The latest from Spirit Fest opens with the sound of a children’s playground and ends with the clicking of bicycle spokes. These sonic bookends are a good summation of Mirage Mirage, where, for a little more than an hour, the band exercises their melodic gifts with a spirit of childlike innocence. Experimental yet completely accessible, these songs sound like (and sometimes are) the result of friends hanging out – pals that happen to be members of an indie-pop supergroup whose home base stretches from Norwich and Munich to Tokyo. With its easy chemistry and avant-pop hooks, their third album demonstrates that, in a chaotic world, there can still be peace and harmony.

Opener “Yesteryears” evokes a nostalgic mood by its name alone. A male-female vocal duo coos out a wistful melody over a softly picked acoustic guitar, with those playground sounds and an answering machine message building a layered, hummable audio collage. Running just under three and a half minutes, the cut ends with its chord sequence unresolved, as if just beginning to open up the band’s memories for the rest of the album.

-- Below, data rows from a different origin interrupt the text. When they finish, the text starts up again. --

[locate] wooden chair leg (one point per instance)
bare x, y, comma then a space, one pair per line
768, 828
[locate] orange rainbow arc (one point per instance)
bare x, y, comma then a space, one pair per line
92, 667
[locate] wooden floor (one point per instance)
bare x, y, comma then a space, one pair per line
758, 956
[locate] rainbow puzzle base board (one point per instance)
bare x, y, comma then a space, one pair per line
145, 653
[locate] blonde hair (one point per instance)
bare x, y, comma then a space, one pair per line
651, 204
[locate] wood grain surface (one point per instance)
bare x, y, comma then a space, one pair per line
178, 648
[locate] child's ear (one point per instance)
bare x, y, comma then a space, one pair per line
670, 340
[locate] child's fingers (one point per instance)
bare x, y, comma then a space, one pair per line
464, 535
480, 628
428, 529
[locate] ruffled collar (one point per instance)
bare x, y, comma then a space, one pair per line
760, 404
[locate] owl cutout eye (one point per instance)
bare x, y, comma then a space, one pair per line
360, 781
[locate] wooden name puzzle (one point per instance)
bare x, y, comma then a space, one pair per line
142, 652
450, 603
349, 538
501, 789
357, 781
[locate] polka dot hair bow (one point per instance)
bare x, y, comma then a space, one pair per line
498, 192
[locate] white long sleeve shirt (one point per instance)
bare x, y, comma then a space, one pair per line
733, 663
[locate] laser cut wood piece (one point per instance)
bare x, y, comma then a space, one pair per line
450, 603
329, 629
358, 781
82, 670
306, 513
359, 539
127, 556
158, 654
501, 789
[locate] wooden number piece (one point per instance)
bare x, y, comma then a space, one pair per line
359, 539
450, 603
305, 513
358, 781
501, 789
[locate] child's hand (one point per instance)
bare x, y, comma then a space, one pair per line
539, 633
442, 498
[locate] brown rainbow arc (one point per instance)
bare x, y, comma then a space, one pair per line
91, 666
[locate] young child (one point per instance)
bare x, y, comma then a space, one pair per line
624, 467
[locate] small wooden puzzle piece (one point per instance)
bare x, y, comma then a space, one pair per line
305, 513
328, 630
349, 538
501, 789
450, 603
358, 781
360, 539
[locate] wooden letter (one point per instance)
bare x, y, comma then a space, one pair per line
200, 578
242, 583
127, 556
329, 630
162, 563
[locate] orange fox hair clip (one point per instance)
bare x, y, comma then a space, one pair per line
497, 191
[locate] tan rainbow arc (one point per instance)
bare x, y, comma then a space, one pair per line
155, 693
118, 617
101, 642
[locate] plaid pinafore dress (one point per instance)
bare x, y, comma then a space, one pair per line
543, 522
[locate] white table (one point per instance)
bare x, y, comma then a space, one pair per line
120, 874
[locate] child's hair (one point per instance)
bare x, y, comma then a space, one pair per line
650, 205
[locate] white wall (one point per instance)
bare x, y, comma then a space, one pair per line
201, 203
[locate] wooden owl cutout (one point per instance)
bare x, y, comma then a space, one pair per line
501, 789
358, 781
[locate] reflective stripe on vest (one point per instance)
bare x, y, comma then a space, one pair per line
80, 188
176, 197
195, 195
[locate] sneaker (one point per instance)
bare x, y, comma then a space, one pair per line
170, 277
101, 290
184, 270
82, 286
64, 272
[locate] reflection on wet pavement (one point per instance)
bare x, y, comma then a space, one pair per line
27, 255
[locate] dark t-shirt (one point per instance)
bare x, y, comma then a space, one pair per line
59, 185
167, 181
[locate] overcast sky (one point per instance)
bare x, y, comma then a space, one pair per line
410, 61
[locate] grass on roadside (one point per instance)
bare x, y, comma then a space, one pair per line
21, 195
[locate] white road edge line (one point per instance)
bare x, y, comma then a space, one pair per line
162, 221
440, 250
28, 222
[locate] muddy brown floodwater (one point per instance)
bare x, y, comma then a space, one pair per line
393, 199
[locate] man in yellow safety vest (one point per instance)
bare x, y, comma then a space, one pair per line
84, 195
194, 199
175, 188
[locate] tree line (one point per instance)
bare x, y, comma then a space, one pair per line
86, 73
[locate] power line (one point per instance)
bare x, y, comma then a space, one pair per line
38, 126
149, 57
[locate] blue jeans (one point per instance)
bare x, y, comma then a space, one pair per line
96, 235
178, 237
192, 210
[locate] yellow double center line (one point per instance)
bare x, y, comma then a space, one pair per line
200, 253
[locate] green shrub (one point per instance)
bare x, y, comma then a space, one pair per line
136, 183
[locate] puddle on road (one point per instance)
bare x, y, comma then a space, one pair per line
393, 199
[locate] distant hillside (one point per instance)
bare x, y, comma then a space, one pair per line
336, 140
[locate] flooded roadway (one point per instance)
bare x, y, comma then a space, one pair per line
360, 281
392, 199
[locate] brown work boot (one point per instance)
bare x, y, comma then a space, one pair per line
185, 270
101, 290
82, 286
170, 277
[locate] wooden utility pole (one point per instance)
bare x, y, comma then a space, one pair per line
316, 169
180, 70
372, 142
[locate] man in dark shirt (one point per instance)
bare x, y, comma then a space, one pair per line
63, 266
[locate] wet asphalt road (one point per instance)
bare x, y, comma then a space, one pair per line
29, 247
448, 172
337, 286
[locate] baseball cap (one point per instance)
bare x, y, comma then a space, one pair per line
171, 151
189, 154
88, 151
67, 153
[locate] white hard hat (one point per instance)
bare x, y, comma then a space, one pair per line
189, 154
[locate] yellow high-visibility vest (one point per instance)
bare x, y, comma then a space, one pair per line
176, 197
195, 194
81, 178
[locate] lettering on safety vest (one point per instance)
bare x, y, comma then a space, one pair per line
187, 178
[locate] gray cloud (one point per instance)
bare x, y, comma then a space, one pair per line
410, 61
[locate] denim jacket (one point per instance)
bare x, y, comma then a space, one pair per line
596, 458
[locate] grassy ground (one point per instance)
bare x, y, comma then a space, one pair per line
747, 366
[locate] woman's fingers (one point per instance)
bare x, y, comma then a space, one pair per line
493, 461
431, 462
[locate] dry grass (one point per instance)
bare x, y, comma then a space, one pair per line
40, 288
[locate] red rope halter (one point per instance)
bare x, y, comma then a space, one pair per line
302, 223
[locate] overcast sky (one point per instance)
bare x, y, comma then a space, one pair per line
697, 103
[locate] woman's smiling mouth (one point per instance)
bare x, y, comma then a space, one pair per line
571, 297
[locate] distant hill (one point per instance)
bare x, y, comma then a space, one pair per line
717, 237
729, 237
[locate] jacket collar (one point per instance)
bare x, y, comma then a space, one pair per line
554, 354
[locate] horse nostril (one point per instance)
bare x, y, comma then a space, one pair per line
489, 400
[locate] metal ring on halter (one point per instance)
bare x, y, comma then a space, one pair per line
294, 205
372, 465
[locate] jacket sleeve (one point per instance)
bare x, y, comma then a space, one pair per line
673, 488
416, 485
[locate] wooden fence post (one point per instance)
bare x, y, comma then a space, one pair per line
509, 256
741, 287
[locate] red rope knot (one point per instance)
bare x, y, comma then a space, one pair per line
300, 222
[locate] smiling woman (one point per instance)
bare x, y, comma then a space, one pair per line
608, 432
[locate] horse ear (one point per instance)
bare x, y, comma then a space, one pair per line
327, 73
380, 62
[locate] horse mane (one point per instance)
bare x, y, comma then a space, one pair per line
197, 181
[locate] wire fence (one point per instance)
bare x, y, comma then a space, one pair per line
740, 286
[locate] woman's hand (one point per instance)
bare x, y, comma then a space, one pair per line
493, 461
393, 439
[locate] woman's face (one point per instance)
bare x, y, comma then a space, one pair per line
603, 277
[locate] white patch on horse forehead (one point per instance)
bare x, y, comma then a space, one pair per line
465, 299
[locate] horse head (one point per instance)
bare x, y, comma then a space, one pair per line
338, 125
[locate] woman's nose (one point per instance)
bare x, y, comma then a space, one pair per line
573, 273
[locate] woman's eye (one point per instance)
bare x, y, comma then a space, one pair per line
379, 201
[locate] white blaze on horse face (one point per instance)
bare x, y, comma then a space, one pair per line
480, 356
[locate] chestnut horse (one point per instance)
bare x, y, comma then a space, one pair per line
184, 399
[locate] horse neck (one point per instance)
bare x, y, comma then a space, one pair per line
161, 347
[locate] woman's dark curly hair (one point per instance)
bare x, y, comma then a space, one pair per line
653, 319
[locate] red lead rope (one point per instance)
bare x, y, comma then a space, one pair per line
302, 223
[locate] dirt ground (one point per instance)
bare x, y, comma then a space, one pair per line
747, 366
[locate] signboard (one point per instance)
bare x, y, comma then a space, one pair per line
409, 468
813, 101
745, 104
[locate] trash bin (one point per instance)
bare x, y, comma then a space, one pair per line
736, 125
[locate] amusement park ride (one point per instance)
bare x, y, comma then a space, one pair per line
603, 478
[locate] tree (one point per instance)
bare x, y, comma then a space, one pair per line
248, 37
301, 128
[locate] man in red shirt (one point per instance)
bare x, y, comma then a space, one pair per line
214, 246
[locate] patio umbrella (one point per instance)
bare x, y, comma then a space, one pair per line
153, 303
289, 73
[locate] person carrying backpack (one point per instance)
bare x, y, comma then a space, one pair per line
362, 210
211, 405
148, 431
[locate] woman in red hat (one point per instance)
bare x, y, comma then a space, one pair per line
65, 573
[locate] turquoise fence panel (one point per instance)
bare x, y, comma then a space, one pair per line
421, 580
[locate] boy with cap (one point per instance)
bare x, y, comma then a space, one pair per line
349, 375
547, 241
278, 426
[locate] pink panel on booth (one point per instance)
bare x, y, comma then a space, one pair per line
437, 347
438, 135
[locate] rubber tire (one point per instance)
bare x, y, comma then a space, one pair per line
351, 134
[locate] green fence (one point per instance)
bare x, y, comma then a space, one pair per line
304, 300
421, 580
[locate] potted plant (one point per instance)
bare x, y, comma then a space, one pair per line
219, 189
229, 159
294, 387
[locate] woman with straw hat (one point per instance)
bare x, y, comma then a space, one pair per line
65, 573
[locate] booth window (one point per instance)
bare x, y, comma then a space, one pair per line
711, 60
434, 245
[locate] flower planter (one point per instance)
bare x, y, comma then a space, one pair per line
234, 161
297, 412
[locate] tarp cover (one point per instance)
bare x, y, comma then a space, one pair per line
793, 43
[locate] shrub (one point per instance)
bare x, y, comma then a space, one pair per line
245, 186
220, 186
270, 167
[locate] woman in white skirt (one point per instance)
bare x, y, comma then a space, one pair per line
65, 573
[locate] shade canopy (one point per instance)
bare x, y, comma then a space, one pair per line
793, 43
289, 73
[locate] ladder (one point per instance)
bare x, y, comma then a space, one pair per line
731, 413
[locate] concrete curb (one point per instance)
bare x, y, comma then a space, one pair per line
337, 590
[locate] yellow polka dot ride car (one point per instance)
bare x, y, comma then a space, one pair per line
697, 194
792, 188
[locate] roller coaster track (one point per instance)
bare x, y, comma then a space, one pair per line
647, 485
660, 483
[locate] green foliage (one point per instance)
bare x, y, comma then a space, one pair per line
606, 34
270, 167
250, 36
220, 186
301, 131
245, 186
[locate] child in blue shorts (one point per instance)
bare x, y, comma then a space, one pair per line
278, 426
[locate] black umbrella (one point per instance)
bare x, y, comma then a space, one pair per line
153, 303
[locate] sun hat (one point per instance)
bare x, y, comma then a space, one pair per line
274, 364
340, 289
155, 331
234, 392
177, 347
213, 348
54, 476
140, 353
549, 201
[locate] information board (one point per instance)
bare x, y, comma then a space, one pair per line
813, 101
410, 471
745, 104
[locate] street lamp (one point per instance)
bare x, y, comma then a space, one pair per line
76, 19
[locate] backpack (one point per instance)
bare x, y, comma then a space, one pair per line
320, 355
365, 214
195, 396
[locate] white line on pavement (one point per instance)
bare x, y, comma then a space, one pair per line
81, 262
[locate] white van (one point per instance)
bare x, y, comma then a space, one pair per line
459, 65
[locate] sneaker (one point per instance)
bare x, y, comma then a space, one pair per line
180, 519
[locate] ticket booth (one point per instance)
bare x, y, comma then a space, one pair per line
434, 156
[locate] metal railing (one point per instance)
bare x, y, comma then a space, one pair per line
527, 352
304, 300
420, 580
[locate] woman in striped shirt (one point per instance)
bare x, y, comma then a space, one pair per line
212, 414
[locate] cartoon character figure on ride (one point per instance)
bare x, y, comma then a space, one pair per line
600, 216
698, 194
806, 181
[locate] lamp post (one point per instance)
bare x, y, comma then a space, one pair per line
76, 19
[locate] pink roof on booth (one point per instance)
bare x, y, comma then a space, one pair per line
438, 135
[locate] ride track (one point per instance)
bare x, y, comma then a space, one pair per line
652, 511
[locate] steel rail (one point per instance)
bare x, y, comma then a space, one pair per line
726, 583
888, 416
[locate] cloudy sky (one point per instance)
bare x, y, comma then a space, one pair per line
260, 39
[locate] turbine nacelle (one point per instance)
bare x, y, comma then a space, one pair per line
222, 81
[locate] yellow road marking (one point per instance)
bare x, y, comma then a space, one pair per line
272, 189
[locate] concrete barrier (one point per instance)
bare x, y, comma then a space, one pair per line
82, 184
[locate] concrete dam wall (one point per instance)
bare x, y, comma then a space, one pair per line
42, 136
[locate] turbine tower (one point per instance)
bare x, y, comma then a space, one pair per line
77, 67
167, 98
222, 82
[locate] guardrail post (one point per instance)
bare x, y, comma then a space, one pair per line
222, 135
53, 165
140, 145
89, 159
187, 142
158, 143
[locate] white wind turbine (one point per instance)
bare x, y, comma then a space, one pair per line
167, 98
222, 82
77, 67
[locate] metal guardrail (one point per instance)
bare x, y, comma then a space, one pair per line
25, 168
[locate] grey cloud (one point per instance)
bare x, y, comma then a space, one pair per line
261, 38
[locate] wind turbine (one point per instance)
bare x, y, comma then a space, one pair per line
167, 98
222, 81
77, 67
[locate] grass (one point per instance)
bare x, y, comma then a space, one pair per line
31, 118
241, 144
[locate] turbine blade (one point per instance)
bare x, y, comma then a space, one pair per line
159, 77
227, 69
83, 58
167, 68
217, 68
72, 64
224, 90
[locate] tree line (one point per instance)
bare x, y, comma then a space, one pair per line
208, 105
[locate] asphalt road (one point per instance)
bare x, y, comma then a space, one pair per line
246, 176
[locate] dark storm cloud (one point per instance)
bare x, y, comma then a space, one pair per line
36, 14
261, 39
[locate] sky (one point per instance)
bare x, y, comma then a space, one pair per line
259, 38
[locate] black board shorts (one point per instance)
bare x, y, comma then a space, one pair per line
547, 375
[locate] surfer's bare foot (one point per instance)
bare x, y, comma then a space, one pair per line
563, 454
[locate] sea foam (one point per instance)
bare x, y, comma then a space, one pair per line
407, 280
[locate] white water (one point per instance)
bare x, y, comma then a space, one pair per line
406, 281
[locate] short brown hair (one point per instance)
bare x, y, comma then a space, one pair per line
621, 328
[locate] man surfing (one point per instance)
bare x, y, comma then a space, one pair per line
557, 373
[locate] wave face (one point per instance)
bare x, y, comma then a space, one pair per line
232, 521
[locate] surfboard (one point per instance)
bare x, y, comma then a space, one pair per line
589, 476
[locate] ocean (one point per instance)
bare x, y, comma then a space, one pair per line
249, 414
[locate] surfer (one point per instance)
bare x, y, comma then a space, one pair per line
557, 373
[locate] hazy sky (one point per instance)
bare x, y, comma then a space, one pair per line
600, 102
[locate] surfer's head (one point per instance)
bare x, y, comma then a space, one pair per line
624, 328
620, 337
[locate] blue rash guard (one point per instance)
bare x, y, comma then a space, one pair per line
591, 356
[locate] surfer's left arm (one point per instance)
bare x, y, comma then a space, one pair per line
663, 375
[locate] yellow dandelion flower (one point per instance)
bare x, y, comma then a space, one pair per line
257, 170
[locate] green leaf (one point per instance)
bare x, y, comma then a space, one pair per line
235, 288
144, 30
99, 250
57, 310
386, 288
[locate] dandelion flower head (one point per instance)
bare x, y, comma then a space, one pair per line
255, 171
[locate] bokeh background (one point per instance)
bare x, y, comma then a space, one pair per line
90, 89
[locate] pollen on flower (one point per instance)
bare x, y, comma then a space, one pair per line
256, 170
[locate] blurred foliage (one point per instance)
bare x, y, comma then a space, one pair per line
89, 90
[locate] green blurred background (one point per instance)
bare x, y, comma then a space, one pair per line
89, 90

If there’s a single here, it’s the title cut, with a recorder providing sweet countermelody to Markus Acher’s soft lead vocal. “We left the city/ We left these houses/ We walked as far as we could go/ To not be back.” But he does come back for the chorus: “Mirage mirage/ When the ghost disappears/ We see the ghost is us.” The song glides on a sweet hook that tells a mournful story, and when acoustic rhythm guitars chime in unison for the bridge, it’s as if the band is carrying you along on its, well, spirit flight, and the effect is fairly breathtaking.

Spirit Fest formed in 2016 when Markus Acher invited Saya and Takashi Ueno, from Japanese duo Tenniscoats, to play a Munich festival that his band The Notwist was curating. Acher’s bandmate Cico Beck and Jam Money’s Mat Fowler also came on board. The far-flung musicians came together to make a sound that was worlds away from The Notwist’s heavy beginnings, but fans of lighter Neon Golden tracks like “One Step Inside Doesn’t Mean You Understand” might recognize the Acher touch. Still, it’s the Tenniscoats touch that prevails, in its unassuming way.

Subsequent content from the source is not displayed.